Indeed, many of the social inequalities and injustices present in Ireland today are vestiges of a Catholic hegemony: “Catholic guilt”, a general, unarticulated antipathy toward a woman’s right to bodily autonomy, and institutionalised homophobia linger in the education system. The church still owns most of the schools in the country, and teachers can legally be dismissed for being gay, divorced, or an unwed parent.
And, it is with the familiarity of the remnants of a formerly hyper-Catholic Ireland in mind, that the Iona Institute presents its case against marriage equality.
The arguments made by the group rely on normative assumptions about gender, motherhood and fatherhood; that we should strive for “what’s best for children” – despite the evidence that children raised by same-sex couples do as well, if not better, than those raised by heterosexuals. For the Iona Institute, marriage is a unique and special institution because it involves heterosexual couples. During a recent interview concerning the implications of marriage equality, a patron of the group asked, incredulously, “Do you think we should change the constitution to allow grandmothers and their daughters to marry?”
Over the past 18 months, in the time preceding the referendum, Irish people have been repeatedly reassured by the Iona Institute that “it’s not discrimination to treat different situations differently”.

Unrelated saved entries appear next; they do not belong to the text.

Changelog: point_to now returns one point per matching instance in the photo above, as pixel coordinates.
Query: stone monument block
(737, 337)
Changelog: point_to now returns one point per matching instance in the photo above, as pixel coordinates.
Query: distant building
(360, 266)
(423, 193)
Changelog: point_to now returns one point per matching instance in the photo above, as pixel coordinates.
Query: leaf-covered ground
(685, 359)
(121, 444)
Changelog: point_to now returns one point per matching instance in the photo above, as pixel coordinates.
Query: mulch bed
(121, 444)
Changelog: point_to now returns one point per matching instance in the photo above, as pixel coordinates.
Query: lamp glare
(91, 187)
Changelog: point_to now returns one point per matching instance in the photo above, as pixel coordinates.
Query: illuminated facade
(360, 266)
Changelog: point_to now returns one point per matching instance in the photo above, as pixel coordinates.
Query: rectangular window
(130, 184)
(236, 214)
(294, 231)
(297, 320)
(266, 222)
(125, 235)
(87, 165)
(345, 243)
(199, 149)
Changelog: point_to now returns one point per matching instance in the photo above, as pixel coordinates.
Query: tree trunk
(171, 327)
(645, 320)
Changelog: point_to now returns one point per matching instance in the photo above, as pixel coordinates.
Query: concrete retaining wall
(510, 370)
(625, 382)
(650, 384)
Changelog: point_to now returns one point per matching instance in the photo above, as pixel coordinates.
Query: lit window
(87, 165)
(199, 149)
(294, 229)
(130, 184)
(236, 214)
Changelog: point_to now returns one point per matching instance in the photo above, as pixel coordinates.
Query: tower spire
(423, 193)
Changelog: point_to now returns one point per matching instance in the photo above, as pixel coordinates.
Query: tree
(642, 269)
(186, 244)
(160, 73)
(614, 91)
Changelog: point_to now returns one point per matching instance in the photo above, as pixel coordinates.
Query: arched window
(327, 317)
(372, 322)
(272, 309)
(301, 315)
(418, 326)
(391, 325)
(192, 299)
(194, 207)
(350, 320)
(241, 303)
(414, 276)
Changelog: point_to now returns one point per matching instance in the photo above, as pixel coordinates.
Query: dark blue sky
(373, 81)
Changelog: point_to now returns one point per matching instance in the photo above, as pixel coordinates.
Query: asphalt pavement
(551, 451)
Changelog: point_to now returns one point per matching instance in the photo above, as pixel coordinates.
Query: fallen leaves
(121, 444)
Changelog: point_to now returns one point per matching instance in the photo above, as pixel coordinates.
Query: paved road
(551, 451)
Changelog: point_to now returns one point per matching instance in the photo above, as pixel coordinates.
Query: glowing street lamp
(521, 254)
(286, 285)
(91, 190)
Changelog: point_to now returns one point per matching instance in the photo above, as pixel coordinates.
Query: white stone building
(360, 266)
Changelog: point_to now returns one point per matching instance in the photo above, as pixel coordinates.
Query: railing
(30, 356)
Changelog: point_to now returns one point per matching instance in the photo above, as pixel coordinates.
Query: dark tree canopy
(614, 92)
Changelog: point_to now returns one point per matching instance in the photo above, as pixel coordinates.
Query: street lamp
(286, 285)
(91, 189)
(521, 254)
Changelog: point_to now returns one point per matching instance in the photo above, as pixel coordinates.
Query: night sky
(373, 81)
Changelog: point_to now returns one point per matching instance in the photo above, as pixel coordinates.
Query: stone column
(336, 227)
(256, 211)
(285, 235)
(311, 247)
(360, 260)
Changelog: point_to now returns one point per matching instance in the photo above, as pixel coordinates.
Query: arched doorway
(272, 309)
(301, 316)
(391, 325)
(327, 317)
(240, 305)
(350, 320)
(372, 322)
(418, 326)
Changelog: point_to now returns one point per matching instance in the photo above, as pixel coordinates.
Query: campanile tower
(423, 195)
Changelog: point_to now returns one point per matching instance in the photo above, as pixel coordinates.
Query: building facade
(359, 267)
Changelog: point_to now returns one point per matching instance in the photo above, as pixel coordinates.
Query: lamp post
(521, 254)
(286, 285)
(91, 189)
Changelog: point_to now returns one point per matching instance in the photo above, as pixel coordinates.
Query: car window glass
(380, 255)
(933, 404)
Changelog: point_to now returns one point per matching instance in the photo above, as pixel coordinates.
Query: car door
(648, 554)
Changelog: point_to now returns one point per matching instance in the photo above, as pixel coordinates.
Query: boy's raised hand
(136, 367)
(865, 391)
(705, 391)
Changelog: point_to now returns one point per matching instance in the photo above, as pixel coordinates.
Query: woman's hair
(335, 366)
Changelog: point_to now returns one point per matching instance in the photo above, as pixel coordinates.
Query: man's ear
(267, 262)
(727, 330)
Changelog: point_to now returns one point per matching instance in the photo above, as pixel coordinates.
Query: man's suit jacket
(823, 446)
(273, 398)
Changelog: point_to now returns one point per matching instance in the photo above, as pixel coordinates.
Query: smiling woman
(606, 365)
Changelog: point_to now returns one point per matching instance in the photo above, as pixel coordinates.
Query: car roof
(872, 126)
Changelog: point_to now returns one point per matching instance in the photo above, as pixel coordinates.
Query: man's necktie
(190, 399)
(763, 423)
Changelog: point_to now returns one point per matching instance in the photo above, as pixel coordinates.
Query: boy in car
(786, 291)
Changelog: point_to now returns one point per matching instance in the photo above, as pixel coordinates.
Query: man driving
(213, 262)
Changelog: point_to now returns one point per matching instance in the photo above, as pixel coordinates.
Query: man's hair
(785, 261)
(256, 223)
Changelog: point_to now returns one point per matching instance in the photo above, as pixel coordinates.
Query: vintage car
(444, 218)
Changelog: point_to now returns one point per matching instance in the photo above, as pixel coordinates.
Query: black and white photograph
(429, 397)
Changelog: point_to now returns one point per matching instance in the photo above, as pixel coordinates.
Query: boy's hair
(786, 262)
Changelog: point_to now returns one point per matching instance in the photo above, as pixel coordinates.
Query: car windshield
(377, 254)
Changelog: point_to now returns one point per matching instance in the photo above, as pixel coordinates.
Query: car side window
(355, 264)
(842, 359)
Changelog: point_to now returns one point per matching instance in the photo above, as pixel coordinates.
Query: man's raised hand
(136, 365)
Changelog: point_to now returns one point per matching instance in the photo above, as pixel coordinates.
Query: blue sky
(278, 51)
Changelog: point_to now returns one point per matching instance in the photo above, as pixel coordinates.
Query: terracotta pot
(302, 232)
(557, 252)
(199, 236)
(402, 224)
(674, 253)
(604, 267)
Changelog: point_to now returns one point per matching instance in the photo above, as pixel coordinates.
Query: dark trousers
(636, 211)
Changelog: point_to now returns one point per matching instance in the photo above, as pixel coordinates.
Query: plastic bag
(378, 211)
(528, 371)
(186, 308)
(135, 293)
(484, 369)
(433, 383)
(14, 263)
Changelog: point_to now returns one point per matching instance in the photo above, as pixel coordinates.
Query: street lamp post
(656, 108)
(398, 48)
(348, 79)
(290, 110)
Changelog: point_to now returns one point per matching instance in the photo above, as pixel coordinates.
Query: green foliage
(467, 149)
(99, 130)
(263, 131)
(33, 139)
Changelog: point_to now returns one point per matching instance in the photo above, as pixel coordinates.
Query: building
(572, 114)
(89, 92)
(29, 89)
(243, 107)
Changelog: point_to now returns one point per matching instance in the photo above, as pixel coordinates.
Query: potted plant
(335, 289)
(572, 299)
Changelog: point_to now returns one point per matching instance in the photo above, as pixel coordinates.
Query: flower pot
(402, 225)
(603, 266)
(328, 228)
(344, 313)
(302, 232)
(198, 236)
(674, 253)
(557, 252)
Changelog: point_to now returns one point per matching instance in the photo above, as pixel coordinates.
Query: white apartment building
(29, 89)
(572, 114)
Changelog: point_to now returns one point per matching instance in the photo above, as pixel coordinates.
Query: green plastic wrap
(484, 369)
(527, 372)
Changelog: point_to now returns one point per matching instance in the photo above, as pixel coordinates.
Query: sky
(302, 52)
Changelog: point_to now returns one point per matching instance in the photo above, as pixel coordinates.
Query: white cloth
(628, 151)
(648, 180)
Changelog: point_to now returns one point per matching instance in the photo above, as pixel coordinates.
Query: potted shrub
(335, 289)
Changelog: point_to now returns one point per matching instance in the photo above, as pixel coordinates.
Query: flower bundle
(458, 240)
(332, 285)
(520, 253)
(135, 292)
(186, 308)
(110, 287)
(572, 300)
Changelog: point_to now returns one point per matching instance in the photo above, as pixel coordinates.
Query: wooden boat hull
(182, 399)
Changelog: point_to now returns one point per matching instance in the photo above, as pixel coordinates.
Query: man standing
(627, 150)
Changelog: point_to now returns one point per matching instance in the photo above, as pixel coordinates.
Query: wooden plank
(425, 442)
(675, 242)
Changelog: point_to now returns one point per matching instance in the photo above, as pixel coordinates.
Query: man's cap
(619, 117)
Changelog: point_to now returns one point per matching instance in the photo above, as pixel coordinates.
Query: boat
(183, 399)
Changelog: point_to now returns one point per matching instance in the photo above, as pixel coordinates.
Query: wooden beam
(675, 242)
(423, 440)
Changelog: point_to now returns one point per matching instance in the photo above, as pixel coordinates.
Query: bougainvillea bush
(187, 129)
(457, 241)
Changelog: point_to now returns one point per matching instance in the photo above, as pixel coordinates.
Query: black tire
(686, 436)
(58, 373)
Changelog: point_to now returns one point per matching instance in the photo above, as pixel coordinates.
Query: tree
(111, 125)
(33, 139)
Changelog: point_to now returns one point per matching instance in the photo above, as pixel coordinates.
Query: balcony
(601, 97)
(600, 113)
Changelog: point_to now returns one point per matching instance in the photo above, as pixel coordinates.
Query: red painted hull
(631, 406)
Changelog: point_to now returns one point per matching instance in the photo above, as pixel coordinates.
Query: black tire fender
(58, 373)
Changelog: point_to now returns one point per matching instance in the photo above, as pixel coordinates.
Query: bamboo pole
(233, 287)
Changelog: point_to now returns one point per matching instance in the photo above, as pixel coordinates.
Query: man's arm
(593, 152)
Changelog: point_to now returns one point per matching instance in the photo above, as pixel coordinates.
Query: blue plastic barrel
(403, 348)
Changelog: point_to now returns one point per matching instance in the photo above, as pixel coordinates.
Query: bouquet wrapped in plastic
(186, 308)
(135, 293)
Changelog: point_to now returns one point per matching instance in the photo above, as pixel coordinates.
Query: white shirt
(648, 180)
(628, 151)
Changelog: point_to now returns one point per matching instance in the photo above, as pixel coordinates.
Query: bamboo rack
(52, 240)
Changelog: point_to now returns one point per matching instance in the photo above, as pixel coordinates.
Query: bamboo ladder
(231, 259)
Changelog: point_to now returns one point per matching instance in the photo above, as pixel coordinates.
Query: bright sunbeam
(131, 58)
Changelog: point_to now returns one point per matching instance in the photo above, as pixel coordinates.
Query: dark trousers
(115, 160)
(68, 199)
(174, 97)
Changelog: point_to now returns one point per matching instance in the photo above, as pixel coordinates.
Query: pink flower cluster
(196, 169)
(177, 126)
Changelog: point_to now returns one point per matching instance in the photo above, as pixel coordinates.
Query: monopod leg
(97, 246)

Ireland has a history of removing conservative restrictions in its constitution by very small margins. We voted to remove our constitutional ban on divorce by a margin of less than one per cent, and it has been postulated that the victory can partially be attributed to bad weather in conservative parts of the country on the day of voting. Worryingly, the latest polls suggest a decline in support for Same-Sex Marriage, and reluctance among a number of Irish people to whole-heartedly support Marriage Equality.
As our marriage equality referendum approaches, we, the Irish, find ourselves in a sort of Lacanian mirror phase: inundated with endless tales of the horrors of the crimes committed by church and state, we have come to realise that the hideous image before our eyes is in fact ourselves. Yet, as we turn to flee in terror, so appalled by the gaze of our merciless, unobscured reflection, the church, ever hysterical and desperate to maintain its power, continues to tell us of our pulchritude.